Предыдущая глава |
↓ Содержание ↓
↑ Свернуть ↑
|
Мирно и счастливо летели порожние дни. Колос наливался желтизной земляных питательных соков. Угрюмые облака ползли по стылому небу. Вслед за ними в поисках улучшения судьбы потянулись и птицы. Заморосил надоедливый дождь, мешая грязь полей с омертвелой стерней. По всем приметам выходила осень.
Глаша, подчиняясь зову женского сердца, пыталась наладить семейный быт, да только Никанор не шел на поправку. По совету соседей она послала за фельдшером, чтоб тот установил причину внутренней болезни мужа и отыскал подобающее лечение.
Оробевший супруг досмотру не противился, но ничего противоестественного в устройстве организма Макарычева местный эскулап не обнаружил.
— Видимо, дело обстоит в скрытом обороте умственных токов, — витиевато выразился лекарь и пошел из избы мокнуть под октябрьским дождем.
Почуяв неладное, Глаша собрала вещи, детей, скотину и ушла к матери, тихо дожидавшейся смерти на другом конце деревни.
Никанор тем не опечалился. Всяческие бытовые стеснения сносил безропотно, ел мало, а пить бросил еще летом. Все время читал, да созерцал чугун-метеорит. После того, как в свинолуповской библиотеке не осталось ни одной не прочитанной книги, Никанор отправился в район, где пропадал помногу дней кряду. Когда же его охватывала умственная тоска, он возвращался в Свинолуповку, ходил по окрестностям, дивясь лаконичности природных картин поздней осени, а также тому, как много на улицах валяется битого кирпича и прочего мусора без всякой пользы для человечества.
С людьми теперь Никанор общался мало, а ежели и пытался заговорить, то по большей части оставался непонятым. Лишь в Митриче он видел достойного собеседника, подолгу споря с ним о философских системах Канта и Ницше.
Сострадая глашиному горю, свинолуповцы прозвали Никанора странником и босяком, а иные и вовсе юродивым. Макарычев не обижался, злобы в сердце не таил, а только сочувствовал да жалел их, списывая ту неприязнь на умственную ограниченность и косность быта. Нынче все для него уподобились деревьям: всяк схож лицом, а каждый родит свое. В том неизведанном факте Макарычев видел великую загадку и утешение.
Охваченный тихой скорбью, Никанор шел из избы, блуждая без видимого дела по пустым проселкам, где только вороны да пронизывающий ветер были ему верными сотоварищами.

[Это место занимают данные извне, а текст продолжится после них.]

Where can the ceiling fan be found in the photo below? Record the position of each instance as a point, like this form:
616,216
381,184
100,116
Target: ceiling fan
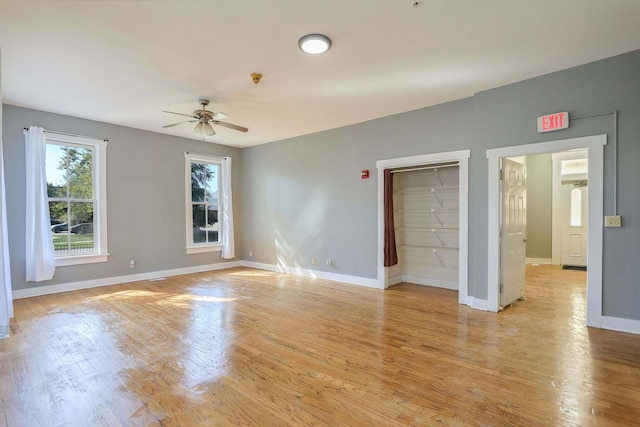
204,119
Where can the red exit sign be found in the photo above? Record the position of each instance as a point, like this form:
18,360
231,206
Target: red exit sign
555,121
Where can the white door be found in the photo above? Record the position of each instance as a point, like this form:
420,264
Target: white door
514,224
574,223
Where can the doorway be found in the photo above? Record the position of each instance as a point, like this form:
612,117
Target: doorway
595,149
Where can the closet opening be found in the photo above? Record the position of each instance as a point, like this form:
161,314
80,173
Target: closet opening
425,240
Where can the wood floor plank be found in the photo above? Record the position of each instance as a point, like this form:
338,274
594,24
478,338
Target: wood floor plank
257,348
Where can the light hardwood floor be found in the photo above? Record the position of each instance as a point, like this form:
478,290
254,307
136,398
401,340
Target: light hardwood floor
250,347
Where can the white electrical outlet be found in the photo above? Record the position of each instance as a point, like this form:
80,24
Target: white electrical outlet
613,221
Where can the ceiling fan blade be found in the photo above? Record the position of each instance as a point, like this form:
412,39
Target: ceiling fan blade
180,114
220,116
179,123
230,126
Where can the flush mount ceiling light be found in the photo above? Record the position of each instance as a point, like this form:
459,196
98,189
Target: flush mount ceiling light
314,44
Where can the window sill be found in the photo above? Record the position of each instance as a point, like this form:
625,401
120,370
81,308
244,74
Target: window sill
203,249
82,259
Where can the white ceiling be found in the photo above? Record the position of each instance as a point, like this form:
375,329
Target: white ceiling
124,62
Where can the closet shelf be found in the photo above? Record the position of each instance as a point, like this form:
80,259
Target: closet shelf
427,229
450,248
430,210
429,189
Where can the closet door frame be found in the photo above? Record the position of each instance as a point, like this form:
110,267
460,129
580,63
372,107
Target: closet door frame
462,157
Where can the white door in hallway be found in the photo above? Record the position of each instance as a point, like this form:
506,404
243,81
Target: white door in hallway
514,226
574,223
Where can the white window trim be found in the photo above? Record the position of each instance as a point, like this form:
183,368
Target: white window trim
202,247
100,191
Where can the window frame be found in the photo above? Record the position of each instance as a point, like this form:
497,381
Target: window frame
191,247
99,187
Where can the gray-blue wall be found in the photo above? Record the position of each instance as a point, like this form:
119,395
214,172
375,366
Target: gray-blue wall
145,197
303,197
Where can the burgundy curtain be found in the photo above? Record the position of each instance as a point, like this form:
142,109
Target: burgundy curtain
390,252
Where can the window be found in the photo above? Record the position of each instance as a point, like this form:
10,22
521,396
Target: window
76,190
204,203
574,166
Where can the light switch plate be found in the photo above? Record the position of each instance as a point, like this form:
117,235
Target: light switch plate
613,221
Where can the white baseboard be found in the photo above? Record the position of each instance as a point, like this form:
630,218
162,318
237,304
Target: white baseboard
478,304
542,261
621,325
436,283
394,280
612,323
95,283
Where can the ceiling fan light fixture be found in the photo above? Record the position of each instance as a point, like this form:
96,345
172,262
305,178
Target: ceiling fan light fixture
314,44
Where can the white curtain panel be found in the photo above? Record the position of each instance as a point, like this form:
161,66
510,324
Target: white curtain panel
40,258
6,298
228,245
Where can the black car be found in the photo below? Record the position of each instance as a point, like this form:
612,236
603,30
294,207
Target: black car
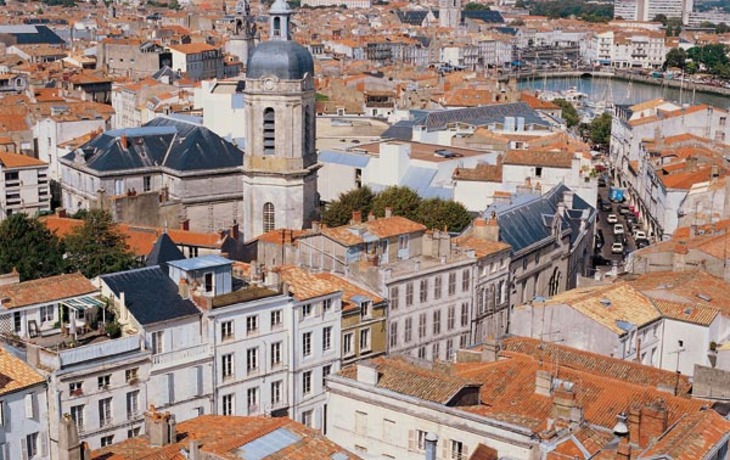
642,243
600,240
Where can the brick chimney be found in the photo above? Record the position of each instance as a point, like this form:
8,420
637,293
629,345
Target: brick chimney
160,427
653,422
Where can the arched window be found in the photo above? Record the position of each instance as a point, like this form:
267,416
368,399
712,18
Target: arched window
307,130
269,217
269,131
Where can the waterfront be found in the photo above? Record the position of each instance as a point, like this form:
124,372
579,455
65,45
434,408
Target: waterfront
624,92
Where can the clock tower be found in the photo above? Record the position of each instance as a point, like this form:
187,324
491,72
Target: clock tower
280,163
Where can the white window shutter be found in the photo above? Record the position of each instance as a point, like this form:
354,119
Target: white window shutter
44,443
29,403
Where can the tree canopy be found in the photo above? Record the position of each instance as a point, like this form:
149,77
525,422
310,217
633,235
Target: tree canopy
340,211
474,6
599,130
97,246
403,201
29,247
568,112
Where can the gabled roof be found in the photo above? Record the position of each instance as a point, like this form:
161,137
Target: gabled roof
150,295
693,437
163,251
15,374
45,290
163,142
401,376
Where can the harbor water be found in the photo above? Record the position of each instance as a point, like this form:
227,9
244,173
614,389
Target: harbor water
624,92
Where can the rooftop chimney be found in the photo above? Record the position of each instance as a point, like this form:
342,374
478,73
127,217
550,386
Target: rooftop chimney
367,374
160,427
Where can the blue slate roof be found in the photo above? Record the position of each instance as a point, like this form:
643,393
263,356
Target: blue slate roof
343,158
163,142
150,295
32,34
528,219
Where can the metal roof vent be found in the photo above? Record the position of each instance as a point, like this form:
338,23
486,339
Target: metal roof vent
704,297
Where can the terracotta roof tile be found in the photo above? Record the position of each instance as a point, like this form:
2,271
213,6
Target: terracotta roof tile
15,374
401,376
45,290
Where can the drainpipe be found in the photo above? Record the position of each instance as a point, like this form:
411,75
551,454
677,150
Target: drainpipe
431,441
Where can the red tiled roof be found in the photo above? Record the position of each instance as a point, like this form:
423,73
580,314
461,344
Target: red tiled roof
45,290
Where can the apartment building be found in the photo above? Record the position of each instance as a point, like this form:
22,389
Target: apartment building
23,410
24,185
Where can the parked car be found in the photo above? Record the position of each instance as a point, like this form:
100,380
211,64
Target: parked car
600,260
617,247
642,243
600,240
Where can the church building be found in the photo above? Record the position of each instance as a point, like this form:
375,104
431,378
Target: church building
280,164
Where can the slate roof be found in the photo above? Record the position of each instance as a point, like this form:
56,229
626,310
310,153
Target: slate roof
161,143
32,34
529,218
163,251
150,295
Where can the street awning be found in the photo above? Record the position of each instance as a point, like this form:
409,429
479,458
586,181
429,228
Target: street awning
83,303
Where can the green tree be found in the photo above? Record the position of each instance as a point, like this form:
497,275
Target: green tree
568,112
676,57
599,130
474,6
403,201
339,212
98,247
28,246
437,213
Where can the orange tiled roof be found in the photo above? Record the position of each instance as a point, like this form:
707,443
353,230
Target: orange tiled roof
508,393
45,290
15,374
15,160
619,369
693,437
399,375
220,435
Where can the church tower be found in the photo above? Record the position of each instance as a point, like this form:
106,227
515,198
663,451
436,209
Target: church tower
449,13
245,34
280,164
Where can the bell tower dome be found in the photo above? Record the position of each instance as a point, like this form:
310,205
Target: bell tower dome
280,163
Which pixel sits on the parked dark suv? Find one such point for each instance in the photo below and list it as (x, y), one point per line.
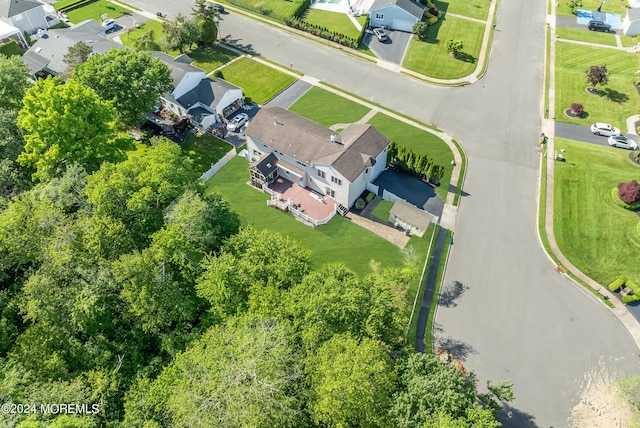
(599, 26)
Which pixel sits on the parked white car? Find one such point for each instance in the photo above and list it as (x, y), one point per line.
(237, 122)
(109, 24)
(604, 129)
(622, 142)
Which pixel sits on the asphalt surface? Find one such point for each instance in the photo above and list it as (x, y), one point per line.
(412, 190)
(513, 316)
(393, 49)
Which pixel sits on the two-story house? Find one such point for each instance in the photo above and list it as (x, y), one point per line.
(337, 165)
(204, 100)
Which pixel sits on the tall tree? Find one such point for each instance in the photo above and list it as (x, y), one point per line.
(64, 124)
(137, 190)
(351, 383)
(13, 81)
(181, 33)
(597, 75)
(77, 54)
(133, 80)
(244, 373)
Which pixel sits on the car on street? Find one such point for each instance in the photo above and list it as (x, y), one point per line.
(380, 34)
(622, 142)
(604, 129)
(237, 122)
(595, 25)
(109, 24)
(217, 6)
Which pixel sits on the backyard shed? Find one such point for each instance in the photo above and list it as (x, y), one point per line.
(399, 15)
(631, 22)
(409, 217)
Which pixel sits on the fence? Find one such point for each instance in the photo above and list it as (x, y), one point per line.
(218, 165)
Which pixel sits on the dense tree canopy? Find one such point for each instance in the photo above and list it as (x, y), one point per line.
(133, 80)
(65, 124)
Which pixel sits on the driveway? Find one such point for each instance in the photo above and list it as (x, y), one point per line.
(512, 316)
(393, 49)
(412, 190)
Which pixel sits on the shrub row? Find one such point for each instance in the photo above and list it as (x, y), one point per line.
(75, 5)
(323, 32)
(619, 202)
(619, 282)
(10, 48)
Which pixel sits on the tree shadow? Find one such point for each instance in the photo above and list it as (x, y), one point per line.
(235, 42)
(451, 293)
(458, 348)
(465, 57)
(511, 417)
(615, 96)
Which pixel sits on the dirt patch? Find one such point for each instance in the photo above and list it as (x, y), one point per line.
(600, 404)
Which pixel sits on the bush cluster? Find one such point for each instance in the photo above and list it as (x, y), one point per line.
(323, 32)
(619, 202)
(629, 192)
(418, 165)
(619, 282)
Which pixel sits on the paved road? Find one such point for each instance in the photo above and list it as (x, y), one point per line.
(515, 317)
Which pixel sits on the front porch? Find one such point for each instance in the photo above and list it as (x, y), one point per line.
(305, 204)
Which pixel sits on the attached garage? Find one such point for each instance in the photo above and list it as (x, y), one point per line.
(400, 15)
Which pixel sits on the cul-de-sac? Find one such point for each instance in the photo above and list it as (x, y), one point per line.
(319, 213)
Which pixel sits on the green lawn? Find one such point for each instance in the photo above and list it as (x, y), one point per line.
(95, 10)
(381, 210)
(276, 9)
(609, 7)
(152, 25)
(586, 36)
(332, 21)
(338, 241)
(258, 81)
(430, 57)
(327, 108)
(204, 150)
(421, 142)
(207, 58)
(597, 236)
(615, 102)
(472, 8)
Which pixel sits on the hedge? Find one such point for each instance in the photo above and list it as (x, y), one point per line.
(630, 298)
(10, 48)
(324, 32)
(622, 204)
(619, 282)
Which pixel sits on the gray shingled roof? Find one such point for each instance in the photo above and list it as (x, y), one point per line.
(411, 214)
(308, 142)
(206, 92)
(412, 7)
(50, 51)
(180, 66)
(10, 8)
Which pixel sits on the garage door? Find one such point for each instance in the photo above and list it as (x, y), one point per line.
(401, 25)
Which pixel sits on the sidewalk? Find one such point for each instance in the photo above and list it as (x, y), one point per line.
(619, 310)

Наблюдая тихую смерть природы, он силился понять, как в век поголовной грамотности и компьютеризации люди обходятся без Пушкина, Толстого, Достоевского и Булгакова, променяв скупую красоту мира, звездного неба, росу на стеблях трав и трескотню кузнечика на ложь коммунального рая, подчинив себя неписаным циркулярам и предписаниям убогого технократического существования? Зачем хоронятся в укромных местах, питаясь завистью и злобой? Помышляют они только о харчах да железе, гния на корню. А где же любовь и душа? Покойно ли им в скорлупе безразличия и цинизма?
И тут, теряясь в безднах человеческого нутра, небывалое внутреннее освобождение зажгло в Никаноре нехитрую радость, даруя пытливому разуму идею обновленной жизни. Понял он, что камень, прозванный им по невежеству чугун-метеоритом, вовсе не метеорит, а ретранслятор космического естества, произведение иных миров, недоступных глазу статистического обывателя. И от мысли той сделалось тепло и уютно, а дух воспарил над раскисшей от дождей землею. Почувствовал себя Макарычев вселенским человеком, коему стала доступна для постижения умом гармония мирового устройства. Ясность и покой охватили тщедушную плотскую оболочку, изможденную внутренней работой. И грезились ему ландшафты далеких планет, населенных всевозможными расами высокоразвитых существ, творивших в один такт с природой. Увидал он множество космических туманностей, всяческих небесных тел и познал тайну жизни и смерти. Оттого взяла его обида за бесцельность предыдущего существования: "Я, свободный человек, все годы жуком навозным ползал по отбросам цивилизации, кормясь помоями духа. Какая нечаянная вышла моя судьба".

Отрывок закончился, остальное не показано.